In a statement Friday, the governor said he was vetoing the bill because it conflicts with federal law, clashes with Maine’s existing medical marijuana program and sets up “unrealistic timelines,” among other factors.

“When the referendum seeking to legalize marijuana passed, it put me in a difficult position: to uphold Maine law, I would be required to flout federal law,” Mr. LePage said in a statement.

“Until I clearly understand how the federal government intends to treat states that seek to legalize marijuana, I cannot in good conscience support any scheme in state law to implement expansion of legal marijuana in Maine,” he added.

While the federal government has outlawed marijuana for decades, voters in eight states and the nation’s capital have legalized recreational weed in recent years beginning with Colorado in 2012, Maine included.

Maine began letting adults legally possess and grow marijuana on February 1 as a result of last year’s vote, but lawmakers said retail weed sales couldn’t start until early 2018. By rejecting the bill passed in special committee, however, the governor has effectively killed the odds of marijuana sales starting next February as expected, assuming the legislature doesn’t override his veto when its members convene Monday, Nov. 6.

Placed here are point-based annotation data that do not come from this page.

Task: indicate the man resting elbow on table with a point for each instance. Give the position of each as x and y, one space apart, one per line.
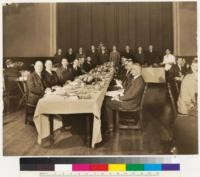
129 100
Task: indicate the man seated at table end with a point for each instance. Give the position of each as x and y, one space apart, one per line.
129 100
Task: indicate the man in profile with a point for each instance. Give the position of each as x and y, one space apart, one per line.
35 83
151 56
64 72
129 100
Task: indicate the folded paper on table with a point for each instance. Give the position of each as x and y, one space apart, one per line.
115 93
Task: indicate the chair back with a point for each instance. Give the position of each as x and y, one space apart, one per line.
25 87
143 95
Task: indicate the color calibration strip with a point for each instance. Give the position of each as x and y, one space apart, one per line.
117 167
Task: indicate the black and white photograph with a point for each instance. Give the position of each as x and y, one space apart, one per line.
100 78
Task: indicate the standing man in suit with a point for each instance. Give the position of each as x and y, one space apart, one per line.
64 73
168 61
35 83
151 56
130 100
115 57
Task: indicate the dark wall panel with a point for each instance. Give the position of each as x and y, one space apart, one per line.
133 23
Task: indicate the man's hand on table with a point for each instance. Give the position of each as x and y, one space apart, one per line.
116 98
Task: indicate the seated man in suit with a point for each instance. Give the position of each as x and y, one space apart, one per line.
93 53
87 65
80 53
187 98
127 53
115 57
177 71
151 56
70 55
76 70
122 70
11 73
64 72
35 83
140 56
57 58
130 99
103 55
128 76
50 76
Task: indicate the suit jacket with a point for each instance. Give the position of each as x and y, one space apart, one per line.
76 72
71 57
133 94
87 67
126 80
36 88
121 73
78 55
115 58
127 55
175 71
103 57
50 80
57 59
140 58
64 74
151 57
95 57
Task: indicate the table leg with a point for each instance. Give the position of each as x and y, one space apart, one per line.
51 117
22 99
88 130
172 99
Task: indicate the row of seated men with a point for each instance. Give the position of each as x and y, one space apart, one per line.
40 81
101 54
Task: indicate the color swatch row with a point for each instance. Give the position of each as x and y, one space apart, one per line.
117 167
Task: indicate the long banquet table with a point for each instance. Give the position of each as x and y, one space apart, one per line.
56 104
51 105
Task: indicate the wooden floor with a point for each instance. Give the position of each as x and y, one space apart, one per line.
20 139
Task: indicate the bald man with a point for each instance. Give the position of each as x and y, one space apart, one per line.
130 100
35 83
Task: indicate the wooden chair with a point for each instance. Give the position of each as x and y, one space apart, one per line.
29 108
138 112
173 103
9 94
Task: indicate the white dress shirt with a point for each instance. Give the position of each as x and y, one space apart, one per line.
168 60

“I strongly urge the Legislature to sustain this veto and continue to work to get this important law right,” Mr. LePage said in a statement.

Maine still stands to legalize retail marijuana sales in Feb. 2018 if lawmakers override the governor’s veto Monday by a two-thirds vote, but faces an uphill battle given the results of last month’s special committee vote.

Nationwide, 64 percent of Americans favor legalizing marijuana, according to the results of a Gallup poll released last month — the highest level of public support ever recorded.

Five states currently have systems in place for adults to purchase recreational marijuana from licensed dispensaries, including Colorado, Oregon, Alaska, Nevada and Washington State. Massachusetts and California is slated to follow suit in 2018.